The Wonders & Worries Palliative Care program (WW-PC) was developed to respond to this need. This feasibility study will use mixed methods within a single group, pre-posttest design with a 4 week follow up. Interventions will be delivered to all study participants (n=20), delivered jointly to parents (2 sessions), individually to the child (5 sessions), and one family session. Study participants will serve as their own controls.

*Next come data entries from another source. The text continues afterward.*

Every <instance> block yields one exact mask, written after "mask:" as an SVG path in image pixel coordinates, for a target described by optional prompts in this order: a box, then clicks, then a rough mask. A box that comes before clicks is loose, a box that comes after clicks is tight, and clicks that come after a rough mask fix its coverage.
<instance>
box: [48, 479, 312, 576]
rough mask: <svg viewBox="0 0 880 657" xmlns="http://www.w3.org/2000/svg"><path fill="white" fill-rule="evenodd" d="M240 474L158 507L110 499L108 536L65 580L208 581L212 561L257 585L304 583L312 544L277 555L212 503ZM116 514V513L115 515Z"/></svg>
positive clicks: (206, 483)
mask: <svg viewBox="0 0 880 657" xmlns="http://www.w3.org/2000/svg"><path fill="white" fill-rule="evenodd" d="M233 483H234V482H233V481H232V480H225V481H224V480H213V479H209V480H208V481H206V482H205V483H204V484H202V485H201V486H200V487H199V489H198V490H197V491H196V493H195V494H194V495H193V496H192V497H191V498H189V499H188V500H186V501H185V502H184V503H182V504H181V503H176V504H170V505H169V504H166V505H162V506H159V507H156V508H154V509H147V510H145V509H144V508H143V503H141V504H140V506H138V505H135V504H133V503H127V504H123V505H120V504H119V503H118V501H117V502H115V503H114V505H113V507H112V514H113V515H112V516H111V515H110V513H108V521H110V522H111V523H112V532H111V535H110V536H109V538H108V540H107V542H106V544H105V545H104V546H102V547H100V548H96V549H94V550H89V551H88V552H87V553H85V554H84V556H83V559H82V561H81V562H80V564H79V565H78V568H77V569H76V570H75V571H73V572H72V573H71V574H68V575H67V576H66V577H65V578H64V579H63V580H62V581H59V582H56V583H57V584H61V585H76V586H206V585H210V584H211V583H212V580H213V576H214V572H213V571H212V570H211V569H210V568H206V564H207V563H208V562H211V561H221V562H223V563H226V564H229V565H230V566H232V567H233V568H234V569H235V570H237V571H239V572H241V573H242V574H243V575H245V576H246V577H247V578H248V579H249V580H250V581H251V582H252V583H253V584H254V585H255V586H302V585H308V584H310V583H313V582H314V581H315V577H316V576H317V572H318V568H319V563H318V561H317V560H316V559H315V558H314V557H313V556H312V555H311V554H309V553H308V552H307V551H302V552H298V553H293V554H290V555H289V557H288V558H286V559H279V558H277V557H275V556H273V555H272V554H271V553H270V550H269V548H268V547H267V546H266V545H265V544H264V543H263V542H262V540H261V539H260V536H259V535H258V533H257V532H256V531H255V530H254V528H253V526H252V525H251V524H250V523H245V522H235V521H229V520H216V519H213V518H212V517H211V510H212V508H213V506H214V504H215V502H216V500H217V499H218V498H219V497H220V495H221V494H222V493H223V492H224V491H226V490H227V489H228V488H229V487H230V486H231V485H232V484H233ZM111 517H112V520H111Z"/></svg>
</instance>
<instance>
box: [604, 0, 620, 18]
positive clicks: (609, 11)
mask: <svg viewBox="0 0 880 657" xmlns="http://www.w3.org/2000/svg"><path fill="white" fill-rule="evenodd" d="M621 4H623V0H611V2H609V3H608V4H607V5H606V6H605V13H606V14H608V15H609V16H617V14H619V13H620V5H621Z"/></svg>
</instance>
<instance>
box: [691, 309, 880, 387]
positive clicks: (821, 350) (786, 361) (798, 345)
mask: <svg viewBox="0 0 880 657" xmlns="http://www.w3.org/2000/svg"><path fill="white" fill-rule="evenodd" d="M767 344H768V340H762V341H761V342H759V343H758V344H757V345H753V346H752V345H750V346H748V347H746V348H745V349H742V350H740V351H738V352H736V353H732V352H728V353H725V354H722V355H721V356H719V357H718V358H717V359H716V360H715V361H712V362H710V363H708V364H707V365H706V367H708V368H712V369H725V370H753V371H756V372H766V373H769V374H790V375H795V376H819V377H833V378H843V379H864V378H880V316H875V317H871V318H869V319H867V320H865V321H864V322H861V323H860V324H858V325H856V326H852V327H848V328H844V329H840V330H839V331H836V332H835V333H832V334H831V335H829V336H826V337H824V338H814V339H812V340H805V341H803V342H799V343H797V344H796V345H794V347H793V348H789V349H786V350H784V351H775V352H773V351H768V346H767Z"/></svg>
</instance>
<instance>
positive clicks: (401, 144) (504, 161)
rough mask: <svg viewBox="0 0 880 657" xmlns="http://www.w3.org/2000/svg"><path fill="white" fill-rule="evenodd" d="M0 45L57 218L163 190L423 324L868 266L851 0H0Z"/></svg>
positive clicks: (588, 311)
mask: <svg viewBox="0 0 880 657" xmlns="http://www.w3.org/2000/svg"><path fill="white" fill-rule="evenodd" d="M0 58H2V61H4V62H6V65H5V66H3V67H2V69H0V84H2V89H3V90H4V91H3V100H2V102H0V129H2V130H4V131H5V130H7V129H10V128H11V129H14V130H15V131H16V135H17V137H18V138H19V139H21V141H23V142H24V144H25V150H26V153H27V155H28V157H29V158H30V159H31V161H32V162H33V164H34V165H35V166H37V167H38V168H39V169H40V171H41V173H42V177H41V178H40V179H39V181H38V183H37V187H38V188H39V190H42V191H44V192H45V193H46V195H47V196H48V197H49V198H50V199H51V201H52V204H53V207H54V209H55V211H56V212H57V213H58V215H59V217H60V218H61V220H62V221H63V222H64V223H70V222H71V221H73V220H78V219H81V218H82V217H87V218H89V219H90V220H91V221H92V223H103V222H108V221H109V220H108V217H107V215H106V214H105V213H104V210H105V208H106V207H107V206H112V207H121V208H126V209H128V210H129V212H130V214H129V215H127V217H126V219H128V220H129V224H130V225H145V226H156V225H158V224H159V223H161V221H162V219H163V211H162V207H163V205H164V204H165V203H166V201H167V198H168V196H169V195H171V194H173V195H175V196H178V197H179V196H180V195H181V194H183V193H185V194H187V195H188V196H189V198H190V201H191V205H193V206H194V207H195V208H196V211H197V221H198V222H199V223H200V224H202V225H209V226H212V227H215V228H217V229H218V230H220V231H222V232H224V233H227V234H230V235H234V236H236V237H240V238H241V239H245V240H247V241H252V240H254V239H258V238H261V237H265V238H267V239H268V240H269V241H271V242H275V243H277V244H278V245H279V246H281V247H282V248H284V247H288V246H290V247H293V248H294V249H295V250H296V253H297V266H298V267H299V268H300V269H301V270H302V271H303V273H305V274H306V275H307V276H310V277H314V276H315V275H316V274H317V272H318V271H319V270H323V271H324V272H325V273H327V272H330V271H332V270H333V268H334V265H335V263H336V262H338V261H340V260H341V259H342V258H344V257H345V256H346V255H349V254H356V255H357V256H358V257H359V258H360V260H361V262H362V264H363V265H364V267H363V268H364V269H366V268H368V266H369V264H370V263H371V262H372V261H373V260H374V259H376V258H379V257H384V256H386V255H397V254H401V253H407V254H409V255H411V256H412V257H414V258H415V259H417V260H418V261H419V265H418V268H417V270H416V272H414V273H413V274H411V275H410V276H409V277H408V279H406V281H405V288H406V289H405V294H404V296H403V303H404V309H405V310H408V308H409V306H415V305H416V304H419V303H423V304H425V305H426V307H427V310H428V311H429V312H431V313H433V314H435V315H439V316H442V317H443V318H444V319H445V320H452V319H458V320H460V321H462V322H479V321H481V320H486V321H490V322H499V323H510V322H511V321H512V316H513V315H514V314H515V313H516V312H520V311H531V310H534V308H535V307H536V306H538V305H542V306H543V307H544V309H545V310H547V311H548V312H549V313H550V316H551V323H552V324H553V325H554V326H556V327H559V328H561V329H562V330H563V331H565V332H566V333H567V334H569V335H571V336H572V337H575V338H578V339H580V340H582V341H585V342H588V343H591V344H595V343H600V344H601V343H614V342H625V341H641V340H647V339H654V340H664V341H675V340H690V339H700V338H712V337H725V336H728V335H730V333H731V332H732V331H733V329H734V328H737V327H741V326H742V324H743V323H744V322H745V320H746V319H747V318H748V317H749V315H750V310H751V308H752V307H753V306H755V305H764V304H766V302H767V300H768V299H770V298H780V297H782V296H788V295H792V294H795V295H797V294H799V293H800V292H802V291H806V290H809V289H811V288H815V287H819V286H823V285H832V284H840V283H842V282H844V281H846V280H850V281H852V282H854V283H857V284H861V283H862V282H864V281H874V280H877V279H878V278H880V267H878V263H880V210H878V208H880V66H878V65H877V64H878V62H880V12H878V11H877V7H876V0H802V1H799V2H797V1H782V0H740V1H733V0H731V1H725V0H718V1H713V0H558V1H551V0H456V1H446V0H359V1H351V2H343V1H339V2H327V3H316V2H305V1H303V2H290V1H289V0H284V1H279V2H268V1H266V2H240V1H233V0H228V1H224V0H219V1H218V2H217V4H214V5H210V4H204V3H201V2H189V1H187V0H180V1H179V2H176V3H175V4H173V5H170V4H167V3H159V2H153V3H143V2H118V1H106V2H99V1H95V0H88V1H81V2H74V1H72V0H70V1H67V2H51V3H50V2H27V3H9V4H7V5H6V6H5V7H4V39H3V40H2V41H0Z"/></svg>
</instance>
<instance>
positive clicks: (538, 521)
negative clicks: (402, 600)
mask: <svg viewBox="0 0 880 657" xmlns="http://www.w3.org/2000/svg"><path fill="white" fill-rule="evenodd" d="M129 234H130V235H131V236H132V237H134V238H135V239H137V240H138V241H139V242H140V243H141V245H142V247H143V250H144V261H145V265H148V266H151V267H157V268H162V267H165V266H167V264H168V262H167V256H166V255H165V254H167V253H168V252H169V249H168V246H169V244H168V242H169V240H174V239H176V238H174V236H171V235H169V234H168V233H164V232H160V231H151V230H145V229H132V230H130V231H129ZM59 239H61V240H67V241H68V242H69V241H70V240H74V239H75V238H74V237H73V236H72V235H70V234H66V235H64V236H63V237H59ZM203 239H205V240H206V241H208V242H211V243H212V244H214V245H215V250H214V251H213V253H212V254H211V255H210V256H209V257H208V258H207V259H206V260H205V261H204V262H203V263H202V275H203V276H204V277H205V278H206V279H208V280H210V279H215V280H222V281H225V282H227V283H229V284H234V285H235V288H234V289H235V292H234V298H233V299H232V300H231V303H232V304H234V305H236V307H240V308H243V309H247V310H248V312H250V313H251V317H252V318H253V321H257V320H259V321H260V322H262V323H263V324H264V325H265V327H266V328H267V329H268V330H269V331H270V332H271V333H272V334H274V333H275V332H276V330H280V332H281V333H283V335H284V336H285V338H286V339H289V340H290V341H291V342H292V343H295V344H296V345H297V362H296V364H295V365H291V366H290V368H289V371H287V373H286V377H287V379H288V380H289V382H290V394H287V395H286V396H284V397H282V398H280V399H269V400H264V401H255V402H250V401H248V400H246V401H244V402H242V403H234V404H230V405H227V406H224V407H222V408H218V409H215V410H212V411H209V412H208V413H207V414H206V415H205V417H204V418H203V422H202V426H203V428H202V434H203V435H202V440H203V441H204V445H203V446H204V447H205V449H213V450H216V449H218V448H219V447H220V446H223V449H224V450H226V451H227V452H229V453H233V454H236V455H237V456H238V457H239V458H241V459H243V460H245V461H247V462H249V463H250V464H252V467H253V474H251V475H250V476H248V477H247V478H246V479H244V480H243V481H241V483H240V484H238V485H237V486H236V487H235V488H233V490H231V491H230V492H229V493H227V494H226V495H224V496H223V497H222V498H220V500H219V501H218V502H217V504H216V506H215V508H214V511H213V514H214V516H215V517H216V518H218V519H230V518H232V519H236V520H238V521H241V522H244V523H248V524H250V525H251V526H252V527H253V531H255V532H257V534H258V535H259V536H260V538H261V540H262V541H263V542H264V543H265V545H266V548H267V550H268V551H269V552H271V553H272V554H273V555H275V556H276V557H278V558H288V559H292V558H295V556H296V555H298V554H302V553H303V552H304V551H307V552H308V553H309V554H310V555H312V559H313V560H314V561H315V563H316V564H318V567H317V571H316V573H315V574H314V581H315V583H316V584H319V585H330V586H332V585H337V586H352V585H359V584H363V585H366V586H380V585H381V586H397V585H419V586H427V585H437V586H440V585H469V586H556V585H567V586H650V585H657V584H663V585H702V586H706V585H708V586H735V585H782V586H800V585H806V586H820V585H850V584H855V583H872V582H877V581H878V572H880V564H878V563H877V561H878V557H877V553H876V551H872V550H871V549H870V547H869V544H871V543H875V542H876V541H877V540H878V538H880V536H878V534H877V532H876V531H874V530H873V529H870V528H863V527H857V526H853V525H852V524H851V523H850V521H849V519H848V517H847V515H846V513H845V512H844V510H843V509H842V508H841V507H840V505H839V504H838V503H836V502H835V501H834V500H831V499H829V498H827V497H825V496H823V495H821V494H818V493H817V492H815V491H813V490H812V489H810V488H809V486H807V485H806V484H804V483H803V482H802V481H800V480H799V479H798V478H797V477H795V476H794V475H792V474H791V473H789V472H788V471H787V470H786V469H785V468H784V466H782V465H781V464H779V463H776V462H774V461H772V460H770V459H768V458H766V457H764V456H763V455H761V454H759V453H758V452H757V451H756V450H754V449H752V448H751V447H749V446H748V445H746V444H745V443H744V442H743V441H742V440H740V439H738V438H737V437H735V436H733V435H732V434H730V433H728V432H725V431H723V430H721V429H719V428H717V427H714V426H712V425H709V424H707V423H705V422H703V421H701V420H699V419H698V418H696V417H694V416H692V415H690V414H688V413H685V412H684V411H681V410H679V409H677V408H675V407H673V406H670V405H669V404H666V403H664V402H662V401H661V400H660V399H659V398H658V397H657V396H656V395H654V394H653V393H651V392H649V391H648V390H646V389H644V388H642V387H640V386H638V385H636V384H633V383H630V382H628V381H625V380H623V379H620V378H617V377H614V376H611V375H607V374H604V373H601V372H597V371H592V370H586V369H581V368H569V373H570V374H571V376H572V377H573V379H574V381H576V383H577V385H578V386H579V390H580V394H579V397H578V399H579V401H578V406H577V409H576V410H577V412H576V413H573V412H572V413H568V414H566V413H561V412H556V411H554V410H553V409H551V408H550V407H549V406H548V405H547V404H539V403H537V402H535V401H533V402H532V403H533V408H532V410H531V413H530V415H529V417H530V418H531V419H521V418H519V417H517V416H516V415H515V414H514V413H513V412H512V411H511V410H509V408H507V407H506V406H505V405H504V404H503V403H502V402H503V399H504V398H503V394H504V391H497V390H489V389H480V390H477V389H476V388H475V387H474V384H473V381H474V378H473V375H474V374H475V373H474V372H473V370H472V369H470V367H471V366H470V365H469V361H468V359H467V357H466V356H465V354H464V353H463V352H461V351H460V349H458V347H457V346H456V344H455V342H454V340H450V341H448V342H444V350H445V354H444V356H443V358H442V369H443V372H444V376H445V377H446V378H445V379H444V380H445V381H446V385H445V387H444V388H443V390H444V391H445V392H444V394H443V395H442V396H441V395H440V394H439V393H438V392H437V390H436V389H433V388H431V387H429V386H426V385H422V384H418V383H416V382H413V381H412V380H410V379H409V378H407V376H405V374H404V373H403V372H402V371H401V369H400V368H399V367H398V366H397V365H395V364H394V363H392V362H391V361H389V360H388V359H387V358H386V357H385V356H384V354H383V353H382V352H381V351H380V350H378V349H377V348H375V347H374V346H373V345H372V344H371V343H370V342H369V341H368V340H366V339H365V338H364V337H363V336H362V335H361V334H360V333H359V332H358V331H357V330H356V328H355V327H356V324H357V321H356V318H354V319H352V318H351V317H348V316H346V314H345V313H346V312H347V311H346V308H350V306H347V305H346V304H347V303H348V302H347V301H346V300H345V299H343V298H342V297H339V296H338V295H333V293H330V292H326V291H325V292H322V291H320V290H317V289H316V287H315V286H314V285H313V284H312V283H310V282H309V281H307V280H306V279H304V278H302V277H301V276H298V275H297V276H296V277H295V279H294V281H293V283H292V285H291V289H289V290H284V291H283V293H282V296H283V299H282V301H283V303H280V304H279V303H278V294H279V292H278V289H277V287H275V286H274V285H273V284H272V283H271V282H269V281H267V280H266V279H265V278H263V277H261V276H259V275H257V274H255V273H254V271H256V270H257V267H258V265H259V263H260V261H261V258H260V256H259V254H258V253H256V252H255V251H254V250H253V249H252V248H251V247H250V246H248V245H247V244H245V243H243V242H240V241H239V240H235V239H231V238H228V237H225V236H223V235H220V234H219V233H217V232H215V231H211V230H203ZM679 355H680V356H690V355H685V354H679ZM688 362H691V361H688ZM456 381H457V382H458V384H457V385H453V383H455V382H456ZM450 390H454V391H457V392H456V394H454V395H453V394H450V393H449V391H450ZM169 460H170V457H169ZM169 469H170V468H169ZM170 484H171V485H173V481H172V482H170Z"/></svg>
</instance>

Goals of the WW-PC are to provide an age-appropriate understanding of the illness, facilitate expression of feelings, and identify individual coping skills to ease feelings related to parent’s advanced cancer, and enhance the family’s ability to communicate about the disease, treatment, and end of life issues.

This study directly addresses concerns that parents and children facing advanced cancer express in the literature about communication about end of life. The WW-PC seeks to offer much needed relief to families facing advanced cancer by providing them the tools they need to communicate effectively with their children about the illness and ways to cope.